FDA Approves New COPD Treatment

The FDA today approved a new treatment for chronic obstructive pulmonary disease: tiotropium bromide and olodaterol inhalation spray.

The FDA today approved a new treatment for chronic obstructive pulmonary disease (COPD): tiotropium bromide and olodaterol (Stiolto Respimat) inhalation spray.

Boehringer Ingelheim’s product is indicated as a long-term, once-daily treatment of airflow obstruction, and it can be used to treat chronic bronchitis and emphysema. However, it was not approved to treat asthma or acute deterioration of COPD.

The FDA’s nod to Stiolto Respimat was based on trials of more than 5000 COPD patients. The spray was shown to significantly improve lung function over tiotropium and olodaterol alone.
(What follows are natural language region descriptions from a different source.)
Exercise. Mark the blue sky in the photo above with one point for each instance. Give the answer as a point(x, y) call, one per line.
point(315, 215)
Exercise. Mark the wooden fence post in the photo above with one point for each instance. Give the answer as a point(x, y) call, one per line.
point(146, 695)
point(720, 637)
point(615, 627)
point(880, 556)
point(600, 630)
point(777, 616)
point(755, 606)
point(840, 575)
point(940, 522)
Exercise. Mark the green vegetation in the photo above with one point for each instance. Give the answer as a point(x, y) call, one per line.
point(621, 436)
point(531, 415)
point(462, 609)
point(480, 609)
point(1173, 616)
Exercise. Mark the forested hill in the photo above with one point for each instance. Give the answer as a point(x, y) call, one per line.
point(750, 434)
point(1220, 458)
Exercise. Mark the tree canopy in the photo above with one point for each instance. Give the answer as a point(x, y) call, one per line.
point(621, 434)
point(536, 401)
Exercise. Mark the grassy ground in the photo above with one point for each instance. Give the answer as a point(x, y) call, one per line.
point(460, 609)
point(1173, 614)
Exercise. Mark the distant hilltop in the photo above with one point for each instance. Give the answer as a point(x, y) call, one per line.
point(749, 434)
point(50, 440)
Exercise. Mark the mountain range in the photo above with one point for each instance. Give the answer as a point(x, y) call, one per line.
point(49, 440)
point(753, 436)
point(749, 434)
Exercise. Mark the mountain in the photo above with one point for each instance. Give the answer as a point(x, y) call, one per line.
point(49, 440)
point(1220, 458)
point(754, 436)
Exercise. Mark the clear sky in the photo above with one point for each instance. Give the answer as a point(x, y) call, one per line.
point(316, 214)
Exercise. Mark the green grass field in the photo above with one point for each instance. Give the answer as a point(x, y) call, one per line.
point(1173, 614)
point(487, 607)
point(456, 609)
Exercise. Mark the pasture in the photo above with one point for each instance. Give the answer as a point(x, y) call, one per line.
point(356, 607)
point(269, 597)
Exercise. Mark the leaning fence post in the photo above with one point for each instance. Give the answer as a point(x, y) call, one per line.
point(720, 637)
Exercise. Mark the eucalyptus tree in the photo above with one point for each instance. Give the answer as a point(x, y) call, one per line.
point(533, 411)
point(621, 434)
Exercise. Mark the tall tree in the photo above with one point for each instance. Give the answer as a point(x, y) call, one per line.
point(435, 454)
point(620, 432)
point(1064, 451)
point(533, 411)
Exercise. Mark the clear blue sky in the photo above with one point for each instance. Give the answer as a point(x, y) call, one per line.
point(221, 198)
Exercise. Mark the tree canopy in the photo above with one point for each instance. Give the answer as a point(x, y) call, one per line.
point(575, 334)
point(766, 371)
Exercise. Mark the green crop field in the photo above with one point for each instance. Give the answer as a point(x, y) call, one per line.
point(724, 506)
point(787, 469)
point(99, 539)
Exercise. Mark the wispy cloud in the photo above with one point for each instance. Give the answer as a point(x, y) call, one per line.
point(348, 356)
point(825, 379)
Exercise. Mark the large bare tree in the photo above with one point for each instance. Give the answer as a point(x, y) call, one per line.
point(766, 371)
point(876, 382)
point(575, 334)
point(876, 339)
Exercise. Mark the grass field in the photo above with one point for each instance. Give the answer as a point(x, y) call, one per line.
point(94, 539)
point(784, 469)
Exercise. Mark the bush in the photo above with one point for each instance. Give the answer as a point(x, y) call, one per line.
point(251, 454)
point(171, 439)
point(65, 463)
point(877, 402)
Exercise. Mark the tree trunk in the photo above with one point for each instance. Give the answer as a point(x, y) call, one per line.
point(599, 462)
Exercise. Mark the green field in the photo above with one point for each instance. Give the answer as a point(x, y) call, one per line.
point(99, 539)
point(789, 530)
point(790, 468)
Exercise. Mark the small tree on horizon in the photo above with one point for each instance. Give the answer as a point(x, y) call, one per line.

“A recent review of landmark studies indicates that loss of lung function is more accelerated in the early stages of COPD,” Danny McBryan, MD, vice president of clinical development and medical affairs, respiratory, at Boehringer Ingelheim Pharmaceuticals, Inc, said in a press release. “While no treatment slows the rate of decline, maintenance treatment with Stiolto Respimat initiated at the time of diagnosis will help health care providers with their goal of improving lung function.”

Boehringer Ingelheim's inhaler, Respimat, produces a mist that allows

patients to breathe in naturally, allowing the medication to travel deep into the lungs, according to the manufacturer.

COPD is estimated to be the third leading cause of death by 2030, the press release stated.